Publishers, online or hard-copy, should get into XML as early as possible in the production process, as it will ease the task of rendering the publication in a range of formats and media.
So says Gurvinder Batra, technology chief of international publisher TechBooks.
As well as making many aspects of editing and checking easier, such as ensuring references or index entries are complete and accurate, XML is a good jumping off point for rendering the same publication, without further attention, in different print and digital formats. This makes for smarter, quicker and cheaper distribution.
The same text, with the format and meaning of elements embedded in XML, could be published to an internet or intranet library, an e-book or the smaller RocketBook format, a print-on-demand service (usually translating into PDF) and a wireless website using the WML standard.
Typically today, he says, if XML is introduced at all, it is done at a late stage, when pages have already been put together in printer-oriented PostScript format, and much of the editing and proofreading have been done.
"XML is the ideal data format for structured content," Batra says, having had ample experience of working on projects for leading publishers such as Harpers, using the language for producing new content and for translation of legacy material to broaden its usefulness.
The mantra of publishing today is "cheaper, faster without sacrificing accuracy", he told a seminar lthis week organised by XML-specialist web developer 3months.com.
From Batra's experience comprehensive XML use delivers as much as "20% faster delivery of all deliverables [in the production process] and 25% less cost for the complete process".
Based on his experience with major publications, the workload in training people into a different way of working is surprisingly light, Batra says. "The biggest thing is to change the mindset" -- to get people used to working on a digital file rather than a paper proof-copy.
Enshrining the whole process in a digital framework allows efficient workflow to be incorporated, he says.
Since data items in XML have meaning, while in a format like Microsoft Word they are described only in terms of position, something like a reference at the end of an article can be tightly associated with the line that cites it. Thus no references will be missed and "orphans" with no real match will be picked up early and accurately.
There are already many requests from books and journals to authors and editors to send copy in XML, or in PDF, he says.

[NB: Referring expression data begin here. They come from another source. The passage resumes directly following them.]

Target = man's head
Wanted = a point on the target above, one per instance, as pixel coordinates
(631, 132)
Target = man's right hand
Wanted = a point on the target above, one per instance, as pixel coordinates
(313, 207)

Adobe is fighting to get its PDF format seen as "the successor to XML", Batra says, but both will be in the ascendancy for a long time, and will inevitably have to work together.
XML being a hyper-language rather than a language in itself, each publisher will have to define its own document type definitions (DTDs) for its own standard layouts. Tools are available to convert between style-sheets for common word-processing products and the defined DTDs.
Some of the tools for manipulating and translating XML are still under development, Batra acknowledges, and not everything can be left to automatic processes. Quality assurance (QA) is very critical, and not always manageable with off-the-shelf tools in the way the publisher wants. "You may have to develop some QA tools internally."